10 May 2008

Natural Storytelling

“Where do you get your ideas?”
For most writers, the question offers an almost irresistible invitation to snark. “At the five dollar aisle in Walmart.” “I have them delivered.” “Alien implants.”
But you know what’s weird? People who aren’t writers really don’t know. For most of them, what we do is as mysterious and complicated as rocket science.
Earlier this week I received a call from an old friend who wanted to talk about writing. Although she doesn’t write for a living, in many ways this friend qualifies an accomplished writer. She wrote well-received theses for her undergraduate and advanced degrees. She’s written advertising copy and articles. Now she’d like to write a novel or a short story. “How do you do it?” she asked.
At first I couldn’t wrap my head around the question. Which it?
All of it. Where did I get the physical descriptions for my characters? Where do the plots come from? How did I fill up the pages?

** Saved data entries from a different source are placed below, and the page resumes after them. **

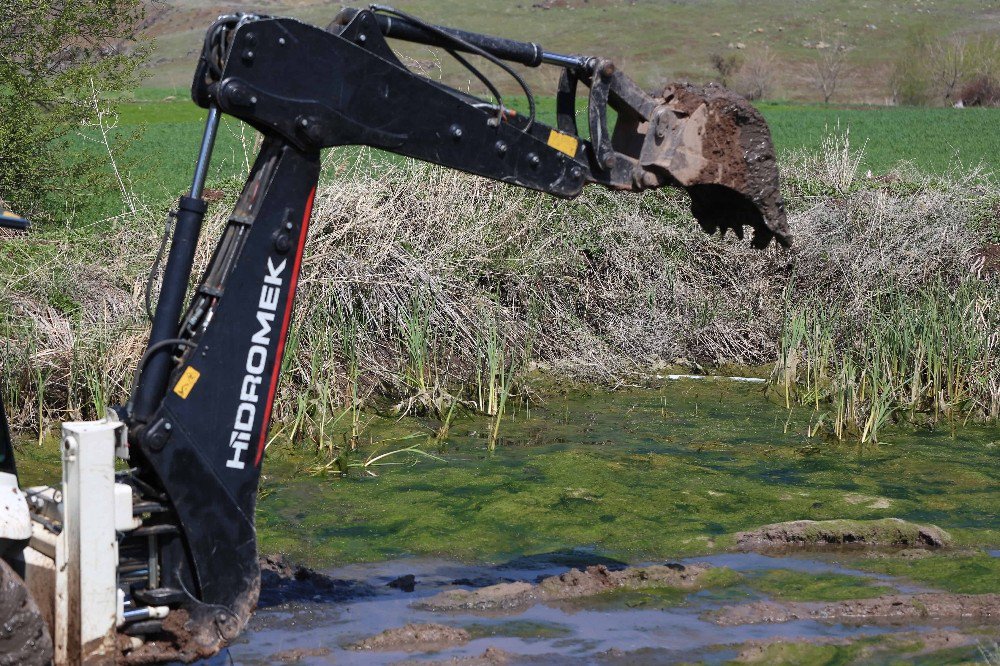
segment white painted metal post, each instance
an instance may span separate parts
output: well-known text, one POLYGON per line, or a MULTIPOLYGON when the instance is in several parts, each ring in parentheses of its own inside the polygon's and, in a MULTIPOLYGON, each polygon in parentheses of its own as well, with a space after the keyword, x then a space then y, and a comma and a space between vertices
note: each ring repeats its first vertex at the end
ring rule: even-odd
POLYGON ((115 444, 121 424, 64 423, 63 529, 56 548, 58 664, 113 663, 118 612, 115 444))

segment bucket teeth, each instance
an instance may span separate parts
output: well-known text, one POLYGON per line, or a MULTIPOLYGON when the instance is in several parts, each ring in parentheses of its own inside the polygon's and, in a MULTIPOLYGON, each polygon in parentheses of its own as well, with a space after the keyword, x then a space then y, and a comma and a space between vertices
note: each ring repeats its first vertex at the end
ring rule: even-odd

To be fair, every writer I know asks themselves that last question. A lot. The white heat of inspiration--where the words flow from your fingers almost faster than you can type because the story is complete and so beautiful it’s burning through your brain like a laser--is the rarest of exceptions, not the rule.

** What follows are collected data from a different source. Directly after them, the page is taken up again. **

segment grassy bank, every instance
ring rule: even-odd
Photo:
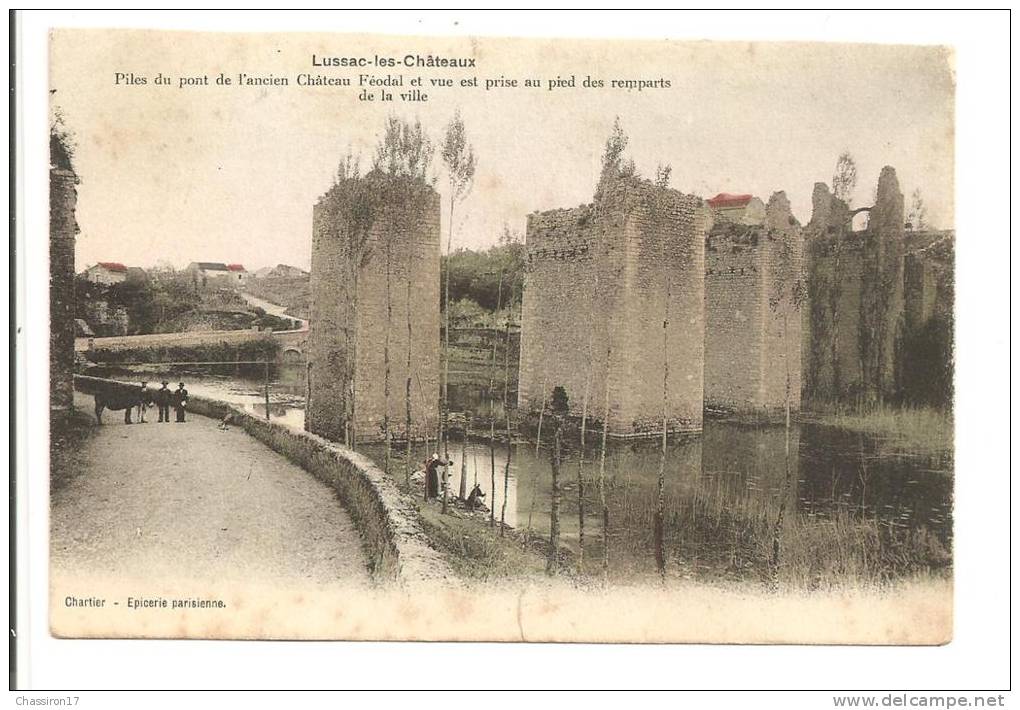
[[[611,519],[612,576],[621,579],[654,573],[656,490],[633,487],[614,506]],[[784,522],[776,522],[786,498]],[[594,500],[591,501],[594,505]],[[668,574],[707,583],[760,583],[775,580],[784,589],[881,588],[916,575],[946,575],[952,567],[951,542],[925,525],[906,527],[879,519],[852,503],[829,510],[797,513],[797,491],[742,487],[729,492],[713,482],[667,489],[663,547]],[[776,534],[778,567],[773,567]],[[587,559],[601,556],[601,535],[591,535]]]
[[[519,533],[499,523],[489,524],[488,513],[469,513],[440,503],[418,501],[425,533],[457,576],[474,582],[526,580],[545,575],[546,546],[541,540],[525,545]]]
[[[60,493],[79,471],[78,450],[95,432],[95,420],[81,409],[50,415],[50,495]]]
[[[953,415],[931,407],[881,406],[868,410],[806,407],[801,421],[884,439],[898,451],[952,455]]]

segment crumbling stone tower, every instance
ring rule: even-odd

Most stories are built bit by bit. Some writers build a story like a wall, one layer after another in a logical, linear progression. Sometimes, the story comes together like a quilt. The writer sets down the scenes in no particular order and assembles them later. It doesn’t matter how you put the pieces together as long as they fit together to form a whole.

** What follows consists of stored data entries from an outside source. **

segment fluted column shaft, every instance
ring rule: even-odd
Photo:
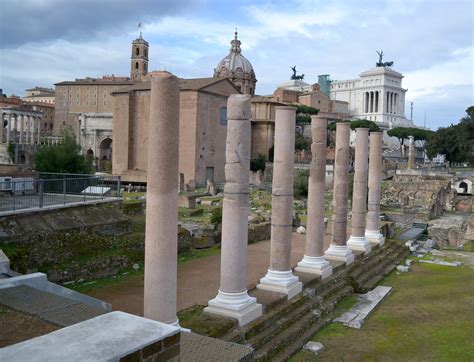
[[[11,142],[12,137],[12,115],[8,114],[8,125],[7,125],[7,143]]]
[[[177,325],[179,81],[171,74],[151,80],[148,135],[144,316]]]
[[[19,114],[18,117],[20,117],[20,140],[19,143],[23,143],[23,124],[25,122],[25,116],[22,114]]]

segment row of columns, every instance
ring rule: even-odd
[[[385,94],[385,112],[398,114],[399,94],[395,92],[386,92]],[[378,113],[382,110],[382,92],[370,91],[364,92],[364,113]]]
[[[41,134],[40,116],[34,116],[21,113],[2,114],[2,121],[7,121],[6,126],[2,124],[0,141],[2,143],[21,143],[36,144],[39,143]]]
[[[365,113],[378,113],[380,103],[380,91],[364,92]]]
[[[387,113],[398,114],[399,95],[395,92],[387,92],[386,95],[386,109]]]
[[[231,95],[228,100],[220,286],[216,297],[205,308],[207,313],[236,318],[239,325],[245,325],[262,315],[262,305],[257,303],[256,298],[249,296],[246,287],[250,99],[249,95],[238,94]],[[295,108],[276,107],[270,267],[257,286],[259,289],[284,293],[289,299],[302,290],[302,283],[293,274],[290,264],[295,119]],[[175,76],[165,73],[151,80],[144,316],[174,325],[179,325],[176,316],[178,132],[179,82]],[[308,233],[305,255],[298,263],[297,271],[325,278],[332,273],[328,260],[343,260],[350,264],[354,260],[352,250],[368,253],[369,241],[378,244],[384,242],[379,231],[382,135],[379,132],[370,134],[368,162],[368,130],[358,129],[356,132],[351,237],[347,241],[350,126],[348,123],[338,123],[332,237],[329,249],[324,251],[327,120],[312,117],[313,160],[308,185]]]

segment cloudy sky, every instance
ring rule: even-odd
[[[150,70],[212,76],[238,28],[257,93],[272,93],[296,65],[353,79],[376,50],[404,74],[414,121],[436,129],[474,104],[472,0],[0,0],[0,88],[26,88],[104,74],[128,75],[130,42],[150,43]]]

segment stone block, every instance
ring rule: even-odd
[[[324,346],[322,343],[309,341],[303,346],[303,350],[318,355],[324,351]]]

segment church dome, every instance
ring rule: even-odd
[[[232,45],[230,53],[217,64],[214,69],[214,77],[229,77],[243,94],[253,95],[257,79],[252,64],[242,55],[241,42],[237,39],[237,32],[230,44]]]

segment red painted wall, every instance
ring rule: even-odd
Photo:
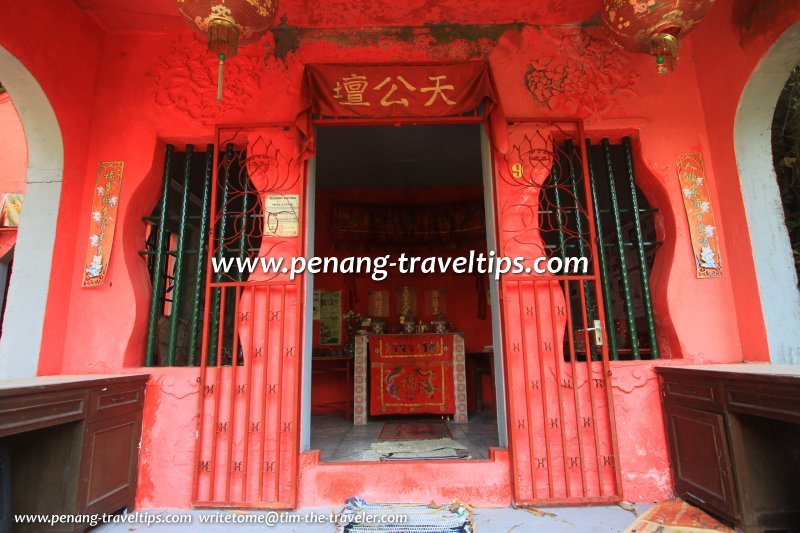
[[[748,361],[769,361],[769,348],[760,313],[755,265],[739,185],[734,124],[742,91],[758,62],[775,40],[800,20],[800,3],[773,0],[719,0],[709,19],[698,27],[694,61],[707,125],[720,214],[730,253],[728,265],[742,354]]]
[[[7,93],[0,93],[0,192],[25,192],[28,145],[22,122]]]
[[[726,2],[720,4],[717,11],[725,9]],[[424,11],[412,16],[397,9],[394,19],[400,23],[427,18]],[[567,16],[568,10],[560,13]],[[348,25],[332,11],[321,20],[325,26]],[[735,39],[730,25],[711,24],[715,39]],[[776,20],[773,26],[782,24]],[[652,274],[665,357],[675,362],[735,362],[742,360],[743,347],[757,353],[763,325],[745,324],[743,305],[750,300],[740,296],[741,290],[754,294],[752,269],[742,277],[734,266],[746,263],[740,260],[749,253],[742,245],[746,225],[741,208],[728,208],[736,196],[731,192],[735,187],[717,179],[735,175],[735,167],[719,149],[726,126],[709,126],[716,120],[713,100],[717,95],[704,81],[710,78],[705,72],[712,71],[727,80],[725,69],[732,68],[733,62],[711,65],[711,52],[706,55],[697,50],[697,43],[687,42],[678,71],[657,76],[652,58],[617,51],[597,28],[525,26],[500,33],[496,41],[492,35],[443,35],[430,29],[372,38],[336,30],[302,33],[282,59],[268,55],[265,60],[265,48],[253,46],[230,60],[226,100],[217,104],[213,99],[215,62],[188,30],[104,35],[72,2],[34,0],[9,6],[0,19],[0,44],[39,80],[51,98],[65,139],[67,170],[40,372],[141,371],[149,289],[137,252],[144,241],[141,217],[149,213],[158,195],[165,142],[204,145],[211,140],[215,123],[293,120],[306,62],[476,57],[489,59],[508,116],[581,117],[593,138],[634,137],[640,185],[650,203],[661,210],[666,240]],[[708,47],[709,39],[698,37],[702,47]],[[272,38],[267,38],[266,51],[274,47]],[[757,55],[754,51],[753,57]],[[697,65],[693,57],[698,58]],[[566,85],[542,90],[535,79],[526,78],[531,64],[545,76],[566,80]],[[728,87],[731,96],[726,98],[738,93],[730,89],[735,84],[720,81],[717,86]],[[685,151],[704,154],[714,208],[723,215],[723,264],[730,270],[720,279],[694,276],[675,174],[676,156]],[[101,160],[125,161],[120,224],[106,283],[81,289],[91,202],[87,191]],[[653,500],[670,493],[654,364],[612,365],[623,497],[628,500]],[[151,373],[138,504],[187,507],[194,468],[197,370],[153,369]],[[299,503],[339,504],[354,491],[368,497],[394,494],[420,500],[459,496],[476,504],[510,500],[510,472],[502,458],[465,468],[469,475],[457,489],[450,484],[456,478],[442,476],[435,467],[423,467],[413,483],[403,484],[413,487],[405,494],[398,490],[396,477],[376,474],[379,466],[359,469],[350,484],[341,485],[331,482],[336,468],[317,465],[313,457],[304,456]],[[492,480],[492,490],[481,490],[484,479]]]
[[[84,235],[88,229],[88,220],[81,219],[78,206],[87,197],[86,187],[91,187],[86,165],[103,32],[74,2],[33,0],[11,3],[3,9],[0,46],[19,59],[39,82],[55,111],[64,143],[62,207],[39,365],[40,373],[57,374],[62,368],[66,337],[80,335],[80,330],[68,329],[66,317],[73,292],[80,285],[76,280],[85,255],[75,235],[80,234],[79,227]],[[92,369],[85,366],[82,372]]]

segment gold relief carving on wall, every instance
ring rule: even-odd
[[[261,57],[242,51],[225,63],[225,99],[217,101],[219,61],[194,39],[176,40],[156,64],[153,77],[158,107],[174,109],[204,124],[243,113],[261,87]]]

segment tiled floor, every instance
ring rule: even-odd
[[[497,419],[494,413],[471,413],[467,424],[448,422],[453,440],[461,444],[473,459],[488,458],[489,448],[497,446]],[[354,426],[341,415],[311,417],[311,449],[321,450],[327,462],[361,461],[365,452],[378,441],[386,421],[432,420],[414,417],[392,417],[371,420],[366,426]]]

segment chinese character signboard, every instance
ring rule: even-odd
[[[496,101],[485,62],[309,65],[314,114],[329,117],[446,117]]]
[[[447,313],[447,293],[443,289],[425,289],[425,314],[437,317]]]
[[[697,277],[718,278],[722,276],[722,259],[703,156],[694,152],[678,154],[678,179],[689,219]]]
[[[397,316],[417,317],[417,289],[409,286],[397,287]]]
[[[89,248],[81,283],[83,287],[102,285],[106,277],[117,224],[123,166],[122,161],[101,161],[97,164],[97,181],[92,191],[92,218],[89,222]]]
[[[389,316],[389,291],[369,291],[367,294],[367,314],[374,318]]]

I tried to illustrate this by explaining how I put together “Hero Material”, the short story I sold last month. “But that’s fantasy,” she objected. “I don’t want to write about magic.”
I told her it didn’t matter. The big stuff remains constant. You figure out who or what you want to write about. You decide who your characters are when their story begins and where you think you want them to end up. Next, you write the scenes needed to get them there. Then you revise and edit everything until it flows like a movie in a reader’s head.
Sometimes the process requires a lot of research. Sometimes you make it all up. Sometimes you outline the story before you write it. Sometimes you fly by the seat of your pants. The genre is in the details and the story’s balance of action, tension, emotion and deductive reasoning.
My friend listened and thanked me politely. I got the distinct feeling she didn’t believe a word I said. At best, she thought I was leaving something out of the recipe. The process couldn’t be simultaneously so straightforward, so messy, so universal and yet so individual. It didn’t make sense.
Well, maybe not to her. Not only did it make sense to me, it always made sense to me. I may have only recently learned how to write saleable fictions, but I’ve always known how to create a story. I needed to be taught every other aspect of writing, but the process of putting the story down? That seems to have been coded in my DNA. It was there when I was eight, when I wrote my first complete play about the theft of Thor’s hammer, and it’s been there for every story since.
Which is somewhat surprising, because eight was also the age when I first encountered the concept of the “natural storyteller”. I found it total downer too. At face value, a natural storyteller had to be somebody like my dad, who could tell a joke or a story just right. He never muffed a punch line or blew the big finish. People would gladly listen to him for hours, because he could make “nothing in particular” sound like the best yarn they’d ever heard.
If my dad was the measure of a storyteller, I was flat out of luck. I could never tell a joke properly the first time through. And just because I was constantly telling myself stories didn’t mean they were any good. I had to work long and hard to create believable characters, description, action, crisp pacing and beginnings--oh, beginnings are so hard! Obviously, I was not and never would be a “natural”.
Talking to my friend, however, I found myself questioning my long-held assumptions about what constitutes a “natural storyteller”. Maybe it isn’t about getting it right the first time, every time.
Maybe it’s just a matter of filling all those pages from beginning to end, then opening a new document and doing it again.